When playing piano patches in kontakt using the sustain pedal cuts out sound completely (rather than sustaining it). This never happened before today.

Any ideas to troubleshoot this? Maybe Ive hit a setting by accident somewhere.

Sustain pedal works fine eg in Omnisphere so its not the pedal itself.


----------



## d.healey (Dec 24, 2016)

Is it with just one particular piano library?


----------



## Harry (Dec 24, 2016)

Its actually with anything in Kontakt ...


----------



## airflamesred (Dec 24, 2016)

I was going to say that the pedal is wired the opposite way but if you have had it working already then it must be something else.

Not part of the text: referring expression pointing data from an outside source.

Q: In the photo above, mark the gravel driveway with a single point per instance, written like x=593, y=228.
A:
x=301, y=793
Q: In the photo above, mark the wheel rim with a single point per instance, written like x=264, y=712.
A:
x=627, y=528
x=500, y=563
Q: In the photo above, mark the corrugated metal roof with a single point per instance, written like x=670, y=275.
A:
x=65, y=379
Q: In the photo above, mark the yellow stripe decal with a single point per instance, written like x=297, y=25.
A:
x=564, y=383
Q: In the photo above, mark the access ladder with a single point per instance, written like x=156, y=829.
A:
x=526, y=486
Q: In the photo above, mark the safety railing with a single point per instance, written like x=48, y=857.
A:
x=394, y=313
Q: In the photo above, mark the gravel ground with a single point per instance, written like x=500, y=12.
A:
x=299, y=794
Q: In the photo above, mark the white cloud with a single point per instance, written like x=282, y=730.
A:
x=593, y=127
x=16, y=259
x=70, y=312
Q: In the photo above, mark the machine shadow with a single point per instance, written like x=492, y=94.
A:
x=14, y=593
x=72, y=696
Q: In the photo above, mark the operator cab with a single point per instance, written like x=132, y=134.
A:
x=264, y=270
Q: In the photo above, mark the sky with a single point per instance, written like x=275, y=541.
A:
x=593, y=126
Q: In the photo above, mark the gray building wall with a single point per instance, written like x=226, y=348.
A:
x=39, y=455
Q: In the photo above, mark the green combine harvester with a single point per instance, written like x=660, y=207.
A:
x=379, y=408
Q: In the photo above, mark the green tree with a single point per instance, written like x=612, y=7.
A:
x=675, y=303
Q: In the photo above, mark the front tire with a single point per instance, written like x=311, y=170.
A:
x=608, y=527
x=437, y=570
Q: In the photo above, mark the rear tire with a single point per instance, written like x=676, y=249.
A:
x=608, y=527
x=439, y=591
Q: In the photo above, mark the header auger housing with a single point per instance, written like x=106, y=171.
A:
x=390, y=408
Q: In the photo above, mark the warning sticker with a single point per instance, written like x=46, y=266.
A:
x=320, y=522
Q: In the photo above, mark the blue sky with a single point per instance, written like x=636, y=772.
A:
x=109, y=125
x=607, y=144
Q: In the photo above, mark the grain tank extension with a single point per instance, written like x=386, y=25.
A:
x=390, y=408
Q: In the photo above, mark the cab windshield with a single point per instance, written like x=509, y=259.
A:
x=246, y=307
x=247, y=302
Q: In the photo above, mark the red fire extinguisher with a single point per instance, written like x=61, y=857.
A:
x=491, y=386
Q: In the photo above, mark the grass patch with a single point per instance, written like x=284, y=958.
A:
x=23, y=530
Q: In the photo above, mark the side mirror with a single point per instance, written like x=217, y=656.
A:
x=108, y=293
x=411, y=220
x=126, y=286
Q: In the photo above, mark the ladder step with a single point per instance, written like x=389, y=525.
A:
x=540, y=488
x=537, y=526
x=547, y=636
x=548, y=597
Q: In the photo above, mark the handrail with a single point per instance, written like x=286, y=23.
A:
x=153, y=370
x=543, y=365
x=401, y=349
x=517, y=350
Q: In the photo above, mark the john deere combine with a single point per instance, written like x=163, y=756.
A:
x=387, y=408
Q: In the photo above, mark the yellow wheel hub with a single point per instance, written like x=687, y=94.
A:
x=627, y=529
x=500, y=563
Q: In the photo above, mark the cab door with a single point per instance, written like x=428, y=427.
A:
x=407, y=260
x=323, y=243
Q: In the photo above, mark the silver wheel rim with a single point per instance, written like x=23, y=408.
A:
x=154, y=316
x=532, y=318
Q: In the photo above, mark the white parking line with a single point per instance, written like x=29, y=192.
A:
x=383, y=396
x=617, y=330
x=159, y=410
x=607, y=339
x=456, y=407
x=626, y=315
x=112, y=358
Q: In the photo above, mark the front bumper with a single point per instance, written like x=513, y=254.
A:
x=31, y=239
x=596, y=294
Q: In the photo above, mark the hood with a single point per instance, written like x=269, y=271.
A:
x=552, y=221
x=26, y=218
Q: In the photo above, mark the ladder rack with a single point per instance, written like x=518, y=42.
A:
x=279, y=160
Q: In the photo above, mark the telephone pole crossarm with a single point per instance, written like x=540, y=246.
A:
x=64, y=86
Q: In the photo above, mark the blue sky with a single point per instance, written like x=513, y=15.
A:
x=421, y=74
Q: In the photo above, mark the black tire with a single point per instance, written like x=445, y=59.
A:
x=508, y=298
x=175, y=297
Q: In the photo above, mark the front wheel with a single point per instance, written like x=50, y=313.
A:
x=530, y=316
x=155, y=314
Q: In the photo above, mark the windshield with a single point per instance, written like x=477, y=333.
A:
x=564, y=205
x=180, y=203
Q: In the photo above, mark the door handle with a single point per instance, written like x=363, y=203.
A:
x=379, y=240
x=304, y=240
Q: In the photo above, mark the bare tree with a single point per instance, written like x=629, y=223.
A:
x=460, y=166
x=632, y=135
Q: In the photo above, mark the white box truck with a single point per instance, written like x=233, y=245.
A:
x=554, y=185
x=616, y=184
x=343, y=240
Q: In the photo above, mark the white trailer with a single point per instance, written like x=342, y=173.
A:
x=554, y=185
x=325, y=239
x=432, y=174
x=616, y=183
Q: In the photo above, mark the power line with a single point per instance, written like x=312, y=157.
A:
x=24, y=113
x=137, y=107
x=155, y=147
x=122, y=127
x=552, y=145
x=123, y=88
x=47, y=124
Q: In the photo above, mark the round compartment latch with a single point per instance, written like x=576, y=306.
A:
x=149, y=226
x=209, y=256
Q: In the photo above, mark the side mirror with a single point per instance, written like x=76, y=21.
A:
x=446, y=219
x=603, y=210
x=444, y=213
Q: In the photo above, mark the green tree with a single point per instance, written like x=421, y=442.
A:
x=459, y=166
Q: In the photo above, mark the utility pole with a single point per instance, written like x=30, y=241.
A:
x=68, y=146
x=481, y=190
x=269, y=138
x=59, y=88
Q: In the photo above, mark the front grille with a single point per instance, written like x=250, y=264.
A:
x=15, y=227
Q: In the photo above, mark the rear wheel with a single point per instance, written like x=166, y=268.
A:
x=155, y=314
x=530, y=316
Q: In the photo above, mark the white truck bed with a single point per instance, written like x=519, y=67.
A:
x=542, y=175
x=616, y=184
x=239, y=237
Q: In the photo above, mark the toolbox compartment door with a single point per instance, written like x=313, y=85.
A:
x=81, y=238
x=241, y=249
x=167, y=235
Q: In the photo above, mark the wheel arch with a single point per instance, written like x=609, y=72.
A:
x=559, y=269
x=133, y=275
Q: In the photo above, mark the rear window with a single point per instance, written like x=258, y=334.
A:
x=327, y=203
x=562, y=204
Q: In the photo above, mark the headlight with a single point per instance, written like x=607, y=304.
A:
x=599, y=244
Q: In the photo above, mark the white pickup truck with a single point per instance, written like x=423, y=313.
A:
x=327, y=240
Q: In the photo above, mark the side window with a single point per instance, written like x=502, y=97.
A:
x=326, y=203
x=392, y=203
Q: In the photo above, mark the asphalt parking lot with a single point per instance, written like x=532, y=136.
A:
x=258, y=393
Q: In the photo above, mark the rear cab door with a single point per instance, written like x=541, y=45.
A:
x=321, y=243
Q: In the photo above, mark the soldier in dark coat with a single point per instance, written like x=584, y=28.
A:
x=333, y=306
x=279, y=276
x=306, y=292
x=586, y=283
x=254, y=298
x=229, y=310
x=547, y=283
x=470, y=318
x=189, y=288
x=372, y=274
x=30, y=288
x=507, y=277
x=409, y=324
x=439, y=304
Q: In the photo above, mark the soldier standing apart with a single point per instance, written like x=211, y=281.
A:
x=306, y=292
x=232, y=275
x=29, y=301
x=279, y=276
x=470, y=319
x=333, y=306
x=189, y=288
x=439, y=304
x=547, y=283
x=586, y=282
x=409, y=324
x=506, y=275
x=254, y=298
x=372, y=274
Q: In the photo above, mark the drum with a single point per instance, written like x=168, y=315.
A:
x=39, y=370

Some sort of CC conversion?


----------



## Harry (Dec 24, 2016)

I just noticed now that when Press the control pedal down the track MUTES --- I'm using Cubase ... not sure how that is happening (!) - any idea how to check in Cubase why it happens and how to turn it off?


----------



## Harry (Dec 24, 2016)

*' ahh, found it ... it was having a "Generic Remote" ON ... in that the CC64 must have been set to Mute track ... NO IDEA how that happened ... b ut now at least I found the reason.

Thanks guys for your input.


----------